Cosa svelano gli stress test
I ricercatori progettano prove che eliminano le scorciatoie: domande risolvibili solo guardando le immagini, distrattori riscritti, sostituzione dell’immagine corretta con quella di una risposta errata. I modelli restano sopra il livello del caso anche senza immagini e crollano quando la figura supporta un altro esito, segno che sfruttano pattern statistici e associazioni immagine-etichetta più che vera comprensione medica.
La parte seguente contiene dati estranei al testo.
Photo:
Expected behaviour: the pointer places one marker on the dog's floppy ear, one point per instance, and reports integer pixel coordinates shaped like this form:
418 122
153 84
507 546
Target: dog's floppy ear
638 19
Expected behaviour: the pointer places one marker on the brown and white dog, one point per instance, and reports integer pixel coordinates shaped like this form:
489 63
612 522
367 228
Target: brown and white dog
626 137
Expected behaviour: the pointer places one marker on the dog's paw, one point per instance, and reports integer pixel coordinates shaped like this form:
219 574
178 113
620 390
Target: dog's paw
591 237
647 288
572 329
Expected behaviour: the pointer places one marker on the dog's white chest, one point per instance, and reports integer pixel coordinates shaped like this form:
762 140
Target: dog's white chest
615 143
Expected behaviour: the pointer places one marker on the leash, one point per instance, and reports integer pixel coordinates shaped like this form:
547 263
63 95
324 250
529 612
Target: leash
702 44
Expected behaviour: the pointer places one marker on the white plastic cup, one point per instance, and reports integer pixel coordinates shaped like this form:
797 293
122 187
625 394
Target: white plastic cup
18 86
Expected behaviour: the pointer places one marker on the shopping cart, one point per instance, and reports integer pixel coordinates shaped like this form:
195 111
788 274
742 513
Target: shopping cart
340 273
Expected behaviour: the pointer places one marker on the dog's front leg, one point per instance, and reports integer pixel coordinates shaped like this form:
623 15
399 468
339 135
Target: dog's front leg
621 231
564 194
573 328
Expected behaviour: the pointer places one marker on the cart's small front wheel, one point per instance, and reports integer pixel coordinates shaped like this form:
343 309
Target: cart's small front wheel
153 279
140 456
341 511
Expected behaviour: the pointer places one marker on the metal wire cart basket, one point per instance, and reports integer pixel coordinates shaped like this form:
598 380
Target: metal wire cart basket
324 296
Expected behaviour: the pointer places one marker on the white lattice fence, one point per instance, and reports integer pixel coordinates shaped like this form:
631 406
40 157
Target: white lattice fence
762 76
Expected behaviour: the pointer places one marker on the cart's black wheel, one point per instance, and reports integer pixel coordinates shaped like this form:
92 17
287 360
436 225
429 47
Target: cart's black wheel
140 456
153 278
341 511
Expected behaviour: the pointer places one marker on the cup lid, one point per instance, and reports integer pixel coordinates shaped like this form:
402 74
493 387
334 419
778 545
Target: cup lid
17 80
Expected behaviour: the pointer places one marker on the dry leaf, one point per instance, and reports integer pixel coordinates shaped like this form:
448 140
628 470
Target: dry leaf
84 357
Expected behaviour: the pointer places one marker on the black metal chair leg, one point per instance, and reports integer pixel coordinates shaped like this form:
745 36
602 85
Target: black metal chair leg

Rivedere i benchmark per la sanità digitale
Clinici coinvolti nello studio profilano i principali dataset lungo assi come complessità del ragionamento, contesto clinico e dettaglio visivo richiesto, mostrando che benchmark usati come equivalenti misurano in realtà capacità molto diverse. Non basta più “vincere la classifica”: la prontezza clinica dell’IA si misurerà sulla capacità di reggere a stress test sistematici, trasparenti e costruiti intorno alla pratica reale.